April 7, 2011
Led by union workers from across Texas, thousands of chanting marchers converged on the Capitol on Wednesday to protest the recently passed House budget’s deep spending cuts to education, health care and state jobs.
“We are all in this together,” Judy Lugo, president of the Texas State Employees Union, told the raucous, cheering crowd on the south steps of the Capitol. “Every Texan, now and for years to come, will suffer the consequences if the Texas Legislature does not change course.”
Shortly before the rally, conservative and tea party activists held a news conference on the other side of the Capitol, urging the Senate to follow the House’s lead and pass a lean budget that slashes spending.
And in the morning, Catholic bishops from across the state — supported by Catholic students and parishioners — circulated around the Capitol to urge lawmakers to protect human life and spend all of the $9.4 billion rainy day fund to better help Texans with the greatest needs.
At the Save Our State Rally, state Sen. Kirk Watson, D-Austin, said that in reducing spending by $23 billion over the next two years, the House budget does not align with the priorities of Texans.
“We are all here today because of the evolving catastrophe taking place in that building behind me,” Watson said. “We are here because we are justifiably frustrated that those who worked to cause this disaster are doing so little to fix it.”
Watson asked the crowd to hold legislative leaders accountable for the spending cuts.
“We must not pack our kids into overcrowded classrooms or dismantle our parents’ and grandparents’ nursing homes” or allow legislators to “paper over their mismanagement with pink slips for teachers and public servants,” he said.
After gathering at Waterloo Park, the line of marchers stretched for five blocks on the route to the Capitol. Popular chants included “They say cut back, we say fight back” and “It’s raining, it’s pouring, Rick Perry is snoring.”
The Texas State Employees Union, a lead organizer of the “Save Our State Rally,” estimated that 6,000 to 7,000 people attended.

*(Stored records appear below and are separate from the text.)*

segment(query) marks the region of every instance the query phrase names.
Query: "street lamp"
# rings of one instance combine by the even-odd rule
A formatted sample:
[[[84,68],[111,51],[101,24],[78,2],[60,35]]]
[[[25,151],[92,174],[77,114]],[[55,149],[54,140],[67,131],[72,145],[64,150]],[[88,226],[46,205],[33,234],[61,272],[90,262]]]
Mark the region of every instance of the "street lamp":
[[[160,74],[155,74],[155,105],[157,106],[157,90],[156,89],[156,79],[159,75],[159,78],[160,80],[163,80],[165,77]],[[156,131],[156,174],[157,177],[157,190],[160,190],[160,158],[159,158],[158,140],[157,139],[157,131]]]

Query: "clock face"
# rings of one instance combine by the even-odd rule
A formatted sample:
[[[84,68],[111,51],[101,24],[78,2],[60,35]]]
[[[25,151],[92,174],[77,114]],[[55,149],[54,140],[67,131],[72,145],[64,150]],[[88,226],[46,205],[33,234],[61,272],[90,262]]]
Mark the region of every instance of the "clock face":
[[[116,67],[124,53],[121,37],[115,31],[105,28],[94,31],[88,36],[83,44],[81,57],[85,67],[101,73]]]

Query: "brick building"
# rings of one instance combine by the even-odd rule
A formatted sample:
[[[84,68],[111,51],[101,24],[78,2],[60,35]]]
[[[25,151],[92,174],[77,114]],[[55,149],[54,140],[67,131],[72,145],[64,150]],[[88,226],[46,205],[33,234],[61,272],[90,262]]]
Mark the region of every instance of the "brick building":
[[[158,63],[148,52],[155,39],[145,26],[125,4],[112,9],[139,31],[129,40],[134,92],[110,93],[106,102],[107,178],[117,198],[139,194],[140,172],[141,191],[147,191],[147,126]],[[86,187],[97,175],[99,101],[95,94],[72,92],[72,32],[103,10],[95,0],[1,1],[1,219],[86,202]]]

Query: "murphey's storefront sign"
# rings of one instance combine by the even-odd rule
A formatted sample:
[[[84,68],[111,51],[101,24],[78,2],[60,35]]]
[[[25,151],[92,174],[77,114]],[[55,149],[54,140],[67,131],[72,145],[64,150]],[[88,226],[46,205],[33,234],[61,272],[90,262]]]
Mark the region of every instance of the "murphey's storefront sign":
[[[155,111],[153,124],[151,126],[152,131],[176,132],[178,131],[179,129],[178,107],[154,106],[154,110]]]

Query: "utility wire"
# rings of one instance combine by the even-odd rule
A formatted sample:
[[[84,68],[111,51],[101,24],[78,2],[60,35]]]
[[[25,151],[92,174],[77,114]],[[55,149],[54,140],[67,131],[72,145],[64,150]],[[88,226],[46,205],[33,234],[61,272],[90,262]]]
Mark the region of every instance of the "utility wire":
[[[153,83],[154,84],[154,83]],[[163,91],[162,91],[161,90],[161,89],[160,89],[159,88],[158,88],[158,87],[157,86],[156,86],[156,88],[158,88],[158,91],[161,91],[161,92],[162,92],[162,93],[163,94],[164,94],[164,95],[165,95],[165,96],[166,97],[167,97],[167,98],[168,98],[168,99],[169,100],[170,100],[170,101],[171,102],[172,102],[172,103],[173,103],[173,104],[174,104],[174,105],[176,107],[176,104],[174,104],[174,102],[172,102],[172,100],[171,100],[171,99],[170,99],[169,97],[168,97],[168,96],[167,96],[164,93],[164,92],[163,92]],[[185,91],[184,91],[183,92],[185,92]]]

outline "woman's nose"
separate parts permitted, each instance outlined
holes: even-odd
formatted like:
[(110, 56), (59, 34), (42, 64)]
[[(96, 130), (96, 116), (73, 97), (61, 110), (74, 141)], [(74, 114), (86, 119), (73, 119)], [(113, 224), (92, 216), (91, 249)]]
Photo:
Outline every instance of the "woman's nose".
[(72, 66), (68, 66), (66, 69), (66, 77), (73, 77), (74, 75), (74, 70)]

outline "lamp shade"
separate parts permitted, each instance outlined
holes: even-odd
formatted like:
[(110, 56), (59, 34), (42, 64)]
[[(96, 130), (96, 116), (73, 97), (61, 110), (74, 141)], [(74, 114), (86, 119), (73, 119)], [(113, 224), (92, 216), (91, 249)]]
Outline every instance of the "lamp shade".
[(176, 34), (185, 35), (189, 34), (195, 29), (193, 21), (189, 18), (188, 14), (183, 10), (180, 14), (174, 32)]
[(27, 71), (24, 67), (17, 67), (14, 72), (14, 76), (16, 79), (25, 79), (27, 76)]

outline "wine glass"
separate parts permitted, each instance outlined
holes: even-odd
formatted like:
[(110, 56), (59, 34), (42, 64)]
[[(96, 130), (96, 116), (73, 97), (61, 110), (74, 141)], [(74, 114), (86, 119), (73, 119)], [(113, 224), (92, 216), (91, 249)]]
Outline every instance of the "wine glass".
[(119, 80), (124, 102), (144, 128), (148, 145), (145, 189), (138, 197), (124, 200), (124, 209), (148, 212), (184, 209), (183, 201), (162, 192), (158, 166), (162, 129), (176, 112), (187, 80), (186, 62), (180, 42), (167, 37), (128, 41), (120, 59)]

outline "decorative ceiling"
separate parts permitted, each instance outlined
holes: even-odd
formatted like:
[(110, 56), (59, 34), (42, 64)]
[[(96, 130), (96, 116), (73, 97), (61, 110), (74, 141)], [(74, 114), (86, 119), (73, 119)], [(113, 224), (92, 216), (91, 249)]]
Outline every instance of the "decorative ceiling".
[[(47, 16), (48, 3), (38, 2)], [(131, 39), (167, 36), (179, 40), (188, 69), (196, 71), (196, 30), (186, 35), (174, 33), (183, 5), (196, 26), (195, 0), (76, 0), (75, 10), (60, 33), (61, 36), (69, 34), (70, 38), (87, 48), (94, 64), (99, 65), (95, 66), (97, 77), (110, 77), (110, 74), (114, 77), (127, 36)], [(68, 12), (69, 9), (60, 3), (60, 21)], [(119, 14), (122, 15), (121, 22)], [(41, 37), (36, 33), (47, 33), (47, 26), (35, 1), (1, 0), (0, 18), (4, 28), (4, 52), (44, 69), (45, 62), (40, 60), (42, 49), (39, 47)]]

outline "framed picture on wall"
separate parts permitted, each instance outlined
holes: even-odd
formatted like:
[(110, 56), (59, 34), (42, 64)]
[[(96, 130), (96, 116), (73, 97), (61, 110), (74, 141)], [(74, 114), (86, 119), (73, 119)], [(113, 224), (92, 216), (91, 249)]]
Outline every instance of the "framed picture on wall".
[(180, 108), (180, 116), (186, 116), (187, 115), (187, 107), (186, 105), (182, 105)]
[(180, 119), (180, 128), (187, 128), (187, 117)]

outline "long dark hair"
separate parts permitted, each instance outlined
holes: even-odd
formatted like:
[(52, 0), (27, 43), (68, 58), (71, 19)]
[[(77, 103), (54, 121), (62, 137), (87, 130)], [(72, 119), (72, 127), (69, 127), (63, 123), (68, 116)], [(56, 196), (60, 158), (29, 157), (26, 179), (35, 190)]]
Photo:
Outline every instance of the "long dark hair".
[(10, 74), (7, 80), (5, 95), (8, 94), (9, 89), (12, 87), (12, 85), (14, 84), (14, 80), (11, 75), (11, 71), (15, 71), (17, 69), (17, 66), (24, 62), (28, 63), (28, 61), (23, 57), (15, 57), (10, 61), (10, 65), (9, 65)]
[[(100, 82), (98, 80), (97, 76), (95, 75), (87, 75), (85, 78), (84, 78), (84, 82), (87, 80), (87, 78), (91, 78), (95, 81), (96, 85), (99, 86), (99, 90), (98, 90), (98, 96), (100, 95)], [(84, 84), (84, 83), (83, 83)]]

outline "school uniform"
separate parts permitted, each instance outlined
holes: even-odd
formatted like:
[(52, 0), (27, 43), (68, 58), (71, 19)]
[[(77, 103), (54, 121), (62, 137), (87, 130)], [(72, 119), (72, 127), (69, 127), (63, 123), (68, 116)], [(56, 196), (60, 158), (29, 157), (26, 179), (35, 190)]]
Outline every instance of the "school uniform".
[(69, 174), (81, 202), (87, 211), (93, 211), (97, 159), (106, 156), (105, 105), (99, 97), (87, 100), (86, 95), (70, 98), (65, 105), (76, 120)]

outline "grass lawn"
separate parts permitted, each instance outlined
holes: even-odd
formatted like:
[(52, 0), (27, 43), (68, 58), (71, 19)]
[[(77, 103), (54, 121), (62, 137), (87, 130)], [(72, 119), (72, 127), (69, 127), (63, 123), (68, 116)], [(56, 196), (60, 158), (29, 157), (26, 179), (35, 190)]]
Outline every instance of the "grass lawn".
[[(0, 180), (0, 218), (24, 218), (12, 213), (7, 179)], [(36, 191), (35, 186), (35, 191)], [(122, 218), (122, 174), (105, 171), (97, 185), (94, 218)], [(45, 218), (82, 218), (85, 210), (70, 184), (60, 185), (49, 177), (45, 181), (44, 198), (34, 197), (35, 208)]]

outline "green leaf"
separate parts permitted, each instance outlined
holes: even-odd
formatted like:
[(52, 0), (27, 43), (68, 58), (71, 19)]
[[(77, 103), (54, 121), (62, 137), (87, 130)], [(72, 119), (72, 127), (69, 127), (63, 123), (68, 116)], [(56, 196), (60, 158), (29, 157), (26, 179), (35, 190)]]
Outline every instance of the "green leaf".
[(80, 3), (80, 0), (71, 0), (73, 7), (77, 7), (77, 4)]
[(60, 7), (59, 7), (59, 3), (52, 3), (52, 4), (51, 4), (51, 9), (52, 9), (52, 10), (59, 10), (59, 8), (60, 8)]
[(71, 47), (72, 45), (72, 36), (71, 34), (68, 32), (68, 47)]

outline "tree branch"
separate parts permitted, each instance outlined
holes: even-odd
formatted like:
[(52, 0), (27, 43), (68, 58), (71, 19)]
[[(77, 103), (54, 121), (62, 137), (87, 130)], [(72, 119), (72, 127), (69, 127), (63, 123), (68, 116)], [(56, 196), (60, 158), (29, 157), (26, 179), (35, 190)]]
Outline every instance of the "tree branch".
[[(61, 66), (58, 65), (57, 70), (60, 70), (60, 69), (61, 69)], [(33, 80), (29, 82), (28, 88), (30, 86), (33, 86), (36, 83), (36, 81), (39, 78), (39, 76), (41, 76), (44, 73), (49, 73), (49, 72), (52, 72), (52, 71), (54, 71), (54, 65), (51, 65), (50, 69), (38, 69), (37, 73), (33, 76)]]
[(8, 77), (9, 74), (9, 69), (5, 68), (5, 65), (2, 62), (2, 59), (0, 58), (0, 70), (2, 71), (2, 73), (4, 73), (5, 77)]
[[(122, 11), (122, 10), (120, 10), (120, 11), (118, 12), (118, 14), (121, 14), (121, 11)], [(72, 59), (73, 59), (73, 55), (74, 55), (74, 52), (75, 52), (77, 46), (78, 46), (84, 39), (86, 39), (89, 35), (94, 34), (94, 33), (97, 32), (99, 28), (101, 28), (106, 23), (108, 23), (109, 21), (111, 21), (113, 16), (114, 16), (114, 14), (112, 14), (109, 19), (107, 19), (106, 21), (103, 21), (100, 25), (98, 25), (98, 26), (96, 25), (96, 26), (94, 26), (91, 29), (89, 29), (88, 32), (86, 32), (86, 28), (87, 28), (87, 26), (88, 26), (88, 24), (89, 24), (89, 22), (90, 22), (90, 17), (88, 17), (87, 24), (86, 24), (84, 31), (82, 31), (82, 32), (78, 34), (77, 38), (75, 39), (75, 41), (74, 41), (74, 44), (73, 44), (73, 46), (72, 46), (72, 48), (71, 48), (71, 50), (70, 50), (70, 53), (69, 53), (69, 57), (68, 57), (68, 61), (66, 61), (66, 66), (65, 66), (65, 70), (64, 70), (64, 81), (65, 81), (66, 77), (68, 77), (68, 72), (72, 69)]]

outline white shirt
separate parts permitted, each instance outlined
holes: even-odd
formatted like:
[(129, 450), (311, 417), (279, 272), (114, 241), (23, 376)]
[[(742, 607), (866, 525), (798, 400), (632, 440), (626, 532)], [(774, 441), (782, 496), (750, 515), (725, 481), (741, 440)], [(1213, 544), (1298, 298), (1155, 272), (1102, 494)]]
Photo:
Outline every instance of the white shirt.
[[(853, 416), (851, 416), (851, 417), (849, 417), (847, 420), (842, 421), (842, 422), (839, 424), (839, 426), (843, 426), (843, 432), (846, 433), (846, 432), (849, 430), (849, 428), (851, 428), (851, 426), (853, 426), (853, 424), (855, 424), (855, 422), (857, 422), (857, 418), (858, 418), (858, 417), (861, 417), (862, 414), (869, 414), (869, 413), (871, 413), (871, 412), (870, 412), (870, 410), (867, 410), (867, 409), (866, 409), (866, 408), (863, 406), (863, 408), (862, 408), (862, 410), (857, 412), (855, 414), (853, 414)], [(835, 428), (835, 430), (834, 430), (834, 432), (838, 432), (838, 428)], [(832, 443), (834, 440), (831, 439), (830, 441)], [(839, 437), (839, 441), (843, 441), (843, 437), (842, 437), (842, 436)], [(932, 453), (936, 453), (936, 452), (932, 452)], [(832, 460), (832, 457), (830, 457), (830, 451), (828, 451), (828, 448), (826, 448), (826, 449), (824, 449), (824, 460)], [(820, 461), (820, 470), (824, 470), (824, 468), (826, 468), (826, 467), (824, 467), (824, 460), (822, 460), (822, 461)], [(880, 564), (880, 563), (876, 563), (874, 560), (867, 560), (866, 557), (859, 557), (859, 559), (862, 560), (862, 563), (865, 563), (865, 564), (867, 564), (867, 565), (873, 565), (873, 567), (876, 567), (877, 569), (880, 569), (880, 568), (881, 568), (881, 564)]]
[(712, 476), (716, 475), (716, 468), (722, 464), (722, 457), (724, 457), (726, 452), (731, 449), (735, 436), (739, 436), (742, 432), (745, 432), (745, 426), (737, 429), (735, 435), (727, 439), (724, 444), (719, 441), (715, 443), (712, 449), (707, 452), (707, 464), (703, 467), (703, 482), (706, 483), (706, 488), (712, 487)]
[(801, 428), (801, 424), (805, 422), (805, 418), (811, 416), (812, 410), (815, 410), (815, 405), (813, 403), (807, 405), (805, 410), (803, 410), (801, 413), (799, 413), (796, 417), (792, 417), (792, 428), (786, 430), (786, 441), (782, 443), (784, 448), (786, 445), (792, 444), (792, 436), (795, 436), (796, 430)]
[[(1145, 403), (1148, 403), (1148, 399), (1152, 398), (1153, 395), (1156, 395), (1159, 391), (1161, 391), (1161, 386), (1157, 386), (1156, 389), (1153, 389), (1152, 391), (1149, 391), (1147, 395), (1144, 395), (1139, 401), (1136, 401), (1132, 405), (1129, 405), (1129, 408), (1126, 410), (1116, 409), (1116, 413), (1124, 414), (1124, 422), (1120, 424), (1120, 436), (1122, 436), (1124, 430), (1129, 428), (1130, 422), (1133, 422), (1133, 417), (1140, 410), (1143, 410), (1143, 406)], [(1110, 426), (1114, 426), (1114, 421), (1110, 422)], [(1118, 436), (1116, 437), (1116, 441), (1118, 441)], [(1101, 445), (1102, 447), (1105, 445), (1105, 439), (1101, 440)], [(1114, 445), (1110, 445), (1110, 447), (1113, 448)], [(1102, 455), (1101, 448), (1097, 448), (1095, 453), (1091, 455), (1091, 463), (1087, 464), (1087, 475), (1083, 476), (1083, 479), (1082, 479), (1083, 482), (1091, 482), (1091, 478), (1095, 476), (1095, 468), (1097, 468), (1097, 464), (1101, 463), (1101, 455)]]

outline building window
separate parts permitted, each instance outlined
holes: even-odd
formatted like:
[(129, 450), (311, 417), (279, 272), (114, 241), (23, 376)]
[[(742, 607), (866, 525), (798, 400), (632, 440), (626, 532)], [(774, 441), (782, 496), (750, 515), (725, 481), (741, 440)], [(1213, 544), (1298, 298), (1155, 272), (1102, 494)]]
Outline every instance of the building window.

At the Capitol, Lugo pushed for spending more of the rainy day fund and asked legislators to find additional revenue to repair a budget shortfall caused by “decades of bad public policy” and a recession brought on by financiers, speculators and corporate leaders.
Workers, she said, “did not cause this problem, and we are not going to pick up the tab for it.”
A far different message was delivered by tea party and conservative groups that urged fiscal restraint.
“The Senate should be looking for more money, but more money in the form of cuts,” said Michael Quinn Sullivan, president of Texans for Fiscal Responsibility, told reporters and dozens of supporters.
Senators have been looking for $5 billion in nontax revenue to help pay for as much as $10 billion in additional education and health care spending that has been added to the Senate’s version of the budget. The first phase of their findings will be laid out at a hearing today .
“We do not need a new revenue road. We need to shut down the spending highway,” said Toby Marie Walker of the Waco Tea Party.
The groups also called for lawmakers to leave untouched the remainder of the state’s rainy day fund. That money will be needed two years from now for the additional Medicaid costs that stem from federal health care reform, said Talmadge Heflin of the Texas Public Policy Foundation, a limited-government think tank.